Aw jeez! FX's new series Fargo "too good" for stars to pass up
On Tuesday, FX debuted its new crime comedy based on the Oscar-winning film of the same name and introduced Billy Bob Thornton's character Lorne Malvo, a drifter whose extreme actions are only surpassed by his extreme bangs. Although the Oscar winner had already planned on dyeing his hair and beard dark for the series, the super-short trim initially threw him for a loop. "That was accidental. I got a bad haircut that I couldn't do anything with," he tells TVGuide.com. "It wouldn't comb over. It wouldn't act right, you know? I was looking at myself in the mirror thinking, 'God, what a disaster.'"
Faced with his blunt-cut fringe, Thorton had a moment of inspiration. "I said, 'Hang on a second. This looks like mid-to-late '60s L.A. rock. This looks like the bass player for the Buffalo Springfield.' Speaking of the Buffalo Springfield, Neil Young actually had that look at one point. So once I put that big coat on and that turtleneck and those bangs and that beard, it's like I was a bass player in a country-rock band in '67 in L.A."

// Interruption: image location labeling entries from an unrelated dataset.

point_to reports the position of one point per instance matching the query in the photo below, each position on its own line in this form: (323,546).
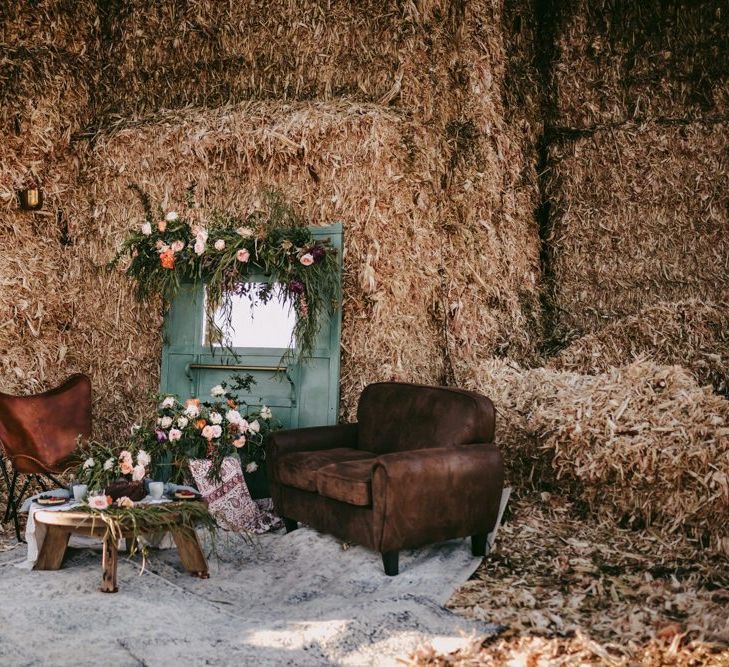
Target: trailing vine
(223,250)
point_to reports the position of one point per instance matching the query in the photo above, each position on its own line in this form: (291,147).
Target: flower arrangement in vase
(213,430)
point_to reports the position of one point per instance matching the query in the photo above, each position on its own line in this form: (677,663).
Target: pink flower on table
(99,502)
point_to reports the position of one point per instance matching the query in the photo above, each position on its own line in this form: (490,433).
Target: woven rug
(300,599)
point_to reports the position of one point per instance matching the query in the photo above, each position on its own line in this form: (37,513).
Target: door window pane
(258,318)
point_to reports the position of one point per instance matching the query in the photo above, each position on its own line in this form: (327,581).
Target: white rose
(233,416)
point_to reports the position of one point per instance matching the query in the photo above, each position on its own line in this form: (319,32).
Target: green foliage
(170,250)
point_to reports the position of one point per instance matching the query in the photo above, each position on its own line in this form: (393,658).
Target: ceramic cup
(156,489)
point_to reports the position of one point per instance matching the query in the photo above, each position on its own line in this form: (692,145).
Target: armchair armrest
(312,439)
(428,495)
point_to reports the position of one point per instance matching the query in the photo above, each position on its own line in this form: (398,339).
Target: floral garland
(222,250)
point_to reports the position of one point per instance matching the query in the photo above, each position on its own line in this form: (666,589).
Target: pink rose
(98,502)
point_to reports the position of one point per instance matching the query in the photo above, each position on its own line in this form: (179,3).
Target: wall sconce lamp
(31,199)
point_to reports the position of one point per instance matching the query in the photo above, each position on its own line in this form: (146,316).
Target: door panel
(299,393)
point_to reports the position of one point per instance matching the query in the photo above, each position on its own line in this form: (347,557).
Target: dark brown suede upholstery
(417,467)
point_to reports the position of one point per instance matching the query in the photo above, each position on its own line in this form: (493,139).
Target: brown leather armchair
(39,433)
(417,467)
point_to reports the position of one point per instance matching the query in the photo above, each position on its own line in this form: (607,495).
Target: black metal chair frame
(15,502)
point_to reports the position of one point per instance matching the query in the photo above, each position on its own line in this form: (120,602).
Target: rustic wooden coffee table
(61,525)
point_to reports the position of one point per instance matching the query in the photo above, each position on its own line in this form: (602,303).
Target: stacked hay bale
(638,207)
(643,444)
(692,334)
(372,169)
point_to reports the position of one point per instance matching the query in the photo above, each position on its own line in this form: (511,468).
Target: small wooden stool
(61,525)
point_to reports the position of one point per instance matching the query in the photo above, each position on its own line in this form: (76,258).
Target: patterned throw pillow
(228,500)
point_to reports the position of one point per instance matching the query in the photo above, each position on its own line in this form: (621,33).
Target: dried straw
(639,216)
(643,444)
(688,333)
(617,61)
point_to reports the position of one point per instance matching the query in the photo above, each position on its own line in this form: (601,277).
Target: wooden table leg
(191,554)
(108,563)
(53,549)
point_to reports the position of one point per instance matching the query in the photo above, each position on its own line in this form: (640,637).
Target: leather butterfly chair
(39,434)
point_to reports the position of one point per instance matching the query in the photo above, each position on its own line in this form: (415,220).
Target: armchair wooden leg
(290,524)
(479,544)
(390,559)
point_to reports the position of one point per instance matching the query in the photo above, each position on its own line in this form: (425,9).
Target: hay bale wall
(643,444)
(691,334)
(372,169)
(618,60)
(640,215)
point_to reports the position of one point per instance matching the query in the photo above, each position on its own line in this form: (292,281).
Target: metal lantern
(31,199)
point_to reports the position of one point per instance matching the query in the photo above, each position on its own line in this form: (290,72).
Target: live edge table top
(61,525)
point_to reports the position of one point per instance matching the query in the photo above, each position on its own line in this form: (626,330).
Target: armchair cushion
(299,469)
(348,481)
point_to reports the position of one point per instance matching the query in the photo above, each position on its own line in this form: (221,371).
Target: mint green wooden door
(300,393)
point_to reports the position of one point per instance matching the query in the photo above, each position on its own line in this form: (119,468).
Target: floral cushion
(228,499)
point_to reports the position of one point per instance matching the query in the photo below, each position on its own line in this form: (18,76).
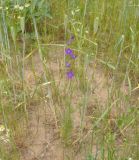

Although that may seem like an odd choice for playing a man who commits murder as casually as he goes to the dry cleaners, it fit in with the series' overall incongruous nature. "It was good because bangs are usually associated with -- if it's not Bettie Page -- innocence. Bangs are innocent," Thornton says. "They're clean-cut. I had bangs when I was in high school. So to have a guy who is this ruthless to have bangs I just thought, 'What a great irony.' So I decided to just go with that instead of fixing it."